Spain and Portugal sent Brussels on Thursday their joint proposal for setting a maximum price of €30 per megawatt (MWh) for gas-fired power plants to lower the cost of electricity, Spain’s ecology minister Teresa Ribera said.
The move came a week after the European Union agreed that the two countries could deviate from the bloc’s rules on energy pricing and present a plan to temporarily manage their own electricity prices.
European Commission President Ursula von der Leyen had said this was possible because the two countries were ‘an Iberian energy island’, both with a relatively high share of renewables in their energy mix and very few interconnections to other parts of the EU grid. ALSO READ: Spain & Portugal get OK from EU to temporarily manage own electricity prices.
The Russian invasion of Ukraine and on-going war has turned Europe’s dependence on Russian gas into a critical strategic liability. In a rush to find alternatives, EU leaders want to accelerate mid- to long-term goals to shift further into renewable energy, while finding alternative sources of natural gas in the meantime. Russia has kept the gas flowing for now but has turned off the taps in the past during spats with Ukraine and Belarus.
Spain and Portugal are in a strategically advantageous position in that they’re not as dependent on Russian natural gas as many of their EU neighbours, importing most of it from Algeria and other countries.
Spain is also the country with the largest gas storage and regasification capacity in Europe and together with Portugal is a renewable energy leader in terms of solar, hydraulic and wind power. Their energy markets are more self-sufficient and extremely well connected between both nations.
This has led the two countries to also be referred to as an ‘energy island’ by Spanish Prime Minister Pedro Sánchez and his Portuguese counterpart Antonio Costa, as a simplified way of describing why their countries should be temporarily released from the EU’s common market rules.
The decision to grant Spain and Portugal ‘special treatment’ came after their efforts to convince Brussels to decouple electricity prices from the gas market fell on deaf ears.
‘We have a joint proposal … and we’re working with the European Commission’ to push it through, Teresa Ribera told reporters on Thursday.

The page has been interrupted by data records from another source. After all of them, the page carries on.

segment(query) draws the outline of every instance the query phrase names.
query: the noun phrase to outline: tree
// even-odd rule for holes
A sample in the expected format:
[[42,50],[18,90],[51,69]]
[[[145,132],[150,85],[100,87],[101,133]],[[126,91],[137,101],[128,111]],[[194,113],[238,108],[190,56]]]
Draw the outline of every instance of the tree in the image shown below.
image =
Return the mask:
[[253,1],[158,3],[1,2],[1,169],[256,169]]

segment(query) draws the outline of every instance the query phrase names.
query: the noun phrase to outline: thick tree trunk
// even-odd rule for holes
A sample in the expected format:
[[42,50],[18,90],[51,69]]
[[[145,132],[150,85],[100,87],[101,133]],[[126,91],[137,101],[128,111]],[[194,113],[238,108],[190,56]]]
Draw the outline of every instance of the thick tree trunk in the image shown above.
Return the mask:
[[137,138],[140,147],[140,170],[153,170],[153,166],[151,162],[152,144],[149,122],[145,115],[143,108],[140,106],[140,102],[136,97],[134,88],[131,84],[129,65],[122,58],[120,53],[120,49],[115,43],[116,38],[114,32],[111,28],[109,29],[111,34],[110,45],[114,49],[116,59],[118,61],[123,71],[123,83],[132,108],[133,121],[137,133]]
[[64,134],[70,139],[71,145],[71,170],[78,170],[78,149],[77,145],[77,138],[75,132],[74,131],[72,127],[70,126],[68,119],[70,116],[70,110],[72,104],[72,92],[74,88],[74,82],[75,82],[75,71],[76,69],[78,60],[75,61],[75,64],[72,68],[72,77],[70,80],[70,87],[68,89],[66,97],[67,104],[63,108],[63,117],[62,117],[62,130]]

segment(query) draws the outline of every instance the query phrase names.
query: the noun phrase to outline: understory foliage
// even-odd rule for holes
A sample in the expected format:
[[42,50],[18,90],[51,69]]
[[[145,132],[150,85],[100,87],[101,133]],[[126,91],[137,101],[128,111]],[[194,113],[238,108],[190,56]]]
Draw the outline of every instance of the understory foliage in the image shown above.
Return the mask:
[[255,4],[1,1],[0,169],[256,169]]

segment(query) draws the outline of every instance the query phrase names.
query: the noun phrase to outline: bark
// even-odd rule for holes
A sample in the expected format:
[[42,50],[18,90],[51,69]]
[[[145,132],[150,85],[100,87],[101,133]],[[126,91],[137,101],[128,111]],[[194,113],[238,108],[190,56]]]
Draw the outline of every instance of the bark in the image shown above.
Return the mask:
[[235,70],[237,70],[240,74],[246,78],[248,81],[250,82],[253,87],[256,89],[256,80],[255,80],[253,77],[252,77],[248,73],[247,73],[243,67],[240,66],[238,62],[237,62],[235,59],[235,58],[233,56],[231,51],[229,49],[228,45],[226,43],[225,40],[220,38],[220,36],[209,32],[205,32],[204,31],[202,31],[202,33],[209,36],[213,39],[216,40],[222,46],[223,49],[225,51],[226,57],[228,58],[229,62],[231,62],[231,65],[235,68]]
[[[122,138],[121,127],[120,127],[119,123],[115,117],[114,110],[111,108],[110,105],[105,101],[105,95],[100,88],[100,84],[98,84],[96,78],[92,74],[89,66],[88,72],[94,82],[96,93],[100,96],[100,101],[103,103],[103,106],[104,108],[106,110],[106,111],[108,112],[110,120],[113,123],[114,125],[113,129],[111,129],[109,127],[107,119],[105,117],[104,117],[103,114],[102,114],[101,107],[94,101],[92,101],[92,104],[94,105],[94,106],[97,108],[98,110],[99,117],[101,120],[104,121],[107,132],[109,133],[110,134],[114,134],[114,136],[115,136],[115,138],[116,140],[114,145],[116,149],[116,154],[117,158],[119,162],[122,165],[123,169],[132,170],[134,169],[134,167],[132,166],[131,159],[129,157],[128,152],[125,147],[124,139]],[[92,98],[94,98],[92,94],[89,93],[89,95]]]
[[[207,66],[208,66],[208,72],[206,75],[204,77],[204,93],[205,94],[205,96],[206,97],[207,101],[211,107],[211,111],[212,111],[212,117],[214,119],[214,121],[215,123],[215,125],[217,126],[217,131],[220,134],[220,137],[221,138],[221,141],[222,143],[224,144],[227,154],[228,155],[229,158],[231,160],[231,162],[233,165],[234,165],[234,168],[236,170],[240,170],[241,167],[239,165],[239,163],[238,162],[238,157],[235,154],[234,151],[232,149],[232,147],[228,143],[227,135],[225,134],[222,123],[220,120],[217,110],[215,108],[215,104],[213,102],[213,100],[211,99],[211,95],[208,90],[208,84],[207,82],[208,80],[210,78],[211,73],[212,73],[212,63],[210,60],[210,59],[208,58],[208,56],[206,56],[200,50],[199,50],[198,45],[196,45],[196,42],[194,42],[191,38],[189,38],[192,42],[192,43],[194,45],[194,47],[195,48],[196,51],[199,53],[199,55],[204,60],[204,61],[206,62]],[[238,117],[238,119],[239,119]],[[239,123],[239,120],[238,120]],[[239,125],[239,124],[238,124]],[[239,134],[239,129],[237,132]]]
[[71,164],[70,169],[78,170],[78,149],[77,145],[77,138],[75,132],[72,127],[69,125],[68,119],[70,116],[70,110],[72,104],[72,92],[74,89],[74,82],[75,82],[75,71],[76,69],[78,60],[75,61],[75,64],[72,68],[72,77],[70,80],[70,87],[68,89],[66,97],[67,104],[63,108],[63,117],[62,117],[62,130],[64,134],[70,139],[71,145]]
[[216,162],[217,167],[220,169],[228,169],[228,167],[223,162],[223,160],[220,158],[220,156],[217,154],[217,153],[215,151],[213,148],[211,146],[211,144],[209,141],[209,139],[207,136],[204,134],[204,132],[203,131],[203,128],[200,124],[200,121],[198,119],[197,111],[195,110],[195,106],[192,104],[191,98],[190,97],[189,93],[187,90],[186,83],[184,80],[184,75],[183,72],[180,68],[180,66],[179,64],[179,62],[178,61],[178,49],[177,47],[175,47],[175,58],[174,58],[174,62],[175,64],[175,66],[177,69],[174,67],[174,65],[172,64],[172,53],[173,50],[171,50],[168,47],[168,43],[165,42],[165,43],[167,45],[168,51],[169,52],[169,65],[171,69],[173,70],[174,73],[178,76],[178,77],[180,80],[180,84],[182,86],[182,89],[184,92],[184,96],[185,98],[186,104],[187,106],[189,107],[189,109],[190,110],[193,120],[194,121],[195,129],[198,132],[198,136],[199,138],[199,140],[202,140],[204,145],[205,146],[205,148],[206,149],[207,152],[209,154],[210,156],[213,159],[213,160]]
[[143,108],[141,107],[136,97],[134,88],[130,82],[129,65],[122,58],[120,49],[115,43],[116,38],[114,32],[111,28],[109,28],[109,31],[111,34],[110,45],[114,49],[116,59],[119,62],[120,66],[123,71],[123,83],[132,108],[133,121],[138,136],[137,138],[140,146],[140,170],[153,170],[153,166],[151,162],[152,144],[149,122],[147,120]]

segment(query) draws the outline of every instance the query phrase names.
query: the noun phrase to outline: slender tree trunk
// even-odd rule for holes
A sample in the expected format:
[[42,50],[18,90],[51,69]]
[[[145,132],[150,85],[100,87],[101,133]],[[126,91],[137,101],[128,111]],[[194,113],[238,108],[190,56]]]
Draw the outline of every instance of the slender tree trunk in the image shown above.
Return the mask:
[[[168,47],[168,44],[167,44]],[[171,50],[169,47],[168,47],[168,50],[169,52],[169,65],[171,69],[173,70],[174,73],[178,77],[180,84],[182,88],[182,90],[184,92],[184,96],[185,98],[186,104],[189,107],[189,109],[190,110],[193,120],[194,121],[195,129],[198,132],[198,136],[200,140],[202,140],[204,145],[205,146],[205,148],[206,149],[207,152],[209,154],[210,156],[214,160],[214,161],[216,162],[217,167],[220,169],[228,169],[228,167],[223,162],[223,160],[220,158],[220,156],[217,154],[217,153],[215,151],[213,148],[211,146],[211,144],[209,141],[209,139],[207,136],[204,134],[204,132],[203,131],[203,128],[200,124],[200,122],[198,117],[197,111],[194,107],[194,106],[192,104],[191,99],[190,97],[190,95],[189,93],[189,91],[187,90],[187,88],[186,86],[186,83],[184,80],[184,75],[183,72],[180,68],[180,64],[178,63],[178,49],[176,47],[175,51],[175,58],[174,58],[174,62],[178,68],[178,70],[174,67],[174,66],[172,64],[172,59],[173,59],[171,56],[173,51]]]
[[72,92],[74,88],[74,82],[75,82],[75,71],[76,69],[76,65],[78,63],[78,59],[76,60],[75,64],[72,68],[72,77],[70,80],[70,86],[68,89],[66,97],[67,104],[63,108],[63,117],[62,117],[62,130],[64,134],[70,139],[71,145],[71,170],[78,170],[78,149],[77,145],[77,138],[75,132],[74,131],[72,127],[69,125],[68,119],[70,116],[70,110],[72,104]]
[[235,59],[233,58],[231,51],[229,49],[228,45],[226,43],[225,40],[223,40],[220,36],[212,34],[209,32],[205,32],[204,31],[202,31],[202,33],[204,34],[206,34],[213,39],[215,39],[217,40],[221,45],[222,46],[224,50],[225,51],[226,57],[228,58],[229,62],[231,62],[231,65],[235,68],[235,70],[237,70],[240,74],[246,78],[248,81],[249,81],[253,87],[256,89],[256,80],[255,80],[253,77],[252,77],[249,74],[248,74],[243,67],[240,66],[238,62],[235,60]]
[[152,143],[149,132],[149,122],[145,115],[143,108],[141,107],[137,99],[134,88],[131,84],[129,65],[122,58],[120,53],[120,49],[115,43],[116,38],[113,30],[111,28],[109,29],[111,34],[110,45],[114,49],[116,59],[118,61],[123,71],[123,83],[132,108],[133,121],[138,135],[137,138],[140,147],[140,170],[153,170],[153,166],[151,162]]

The proposal involves capping the price of gas used for the generation of electricity to the equivalent of €30 per megawatt hour (MWh), she said.
‘It is a preliminary document … we have proposed the cheapest gas price at which we understand that adjustment should occur, €30 per MWh, but it is one of the technical elements of the proposal that we have to discuss with the European Commission,’ Ribera said.
‘We have not yet done more than start the work with the Commission, so I would ask for tranquillity and patience,’ she added.
Such a cap, which would significantly reduce the price of electricity on the wholesale market in both countries, ‘is one of the technical elements of the proposal we need to discuss with Brussels’, said Ribera.
Prices are particularly high in the Iberian peninsula, with both Spain and Portugal heavily dependent on gas to produce electricity.
Prices have risen sharply in both countries in recent months due to the rules governing Europe’s electricity market which obliges producers to sell electricity on the wholesale markets at a price determined by the most expensive production costs — that of gas-fired power plants.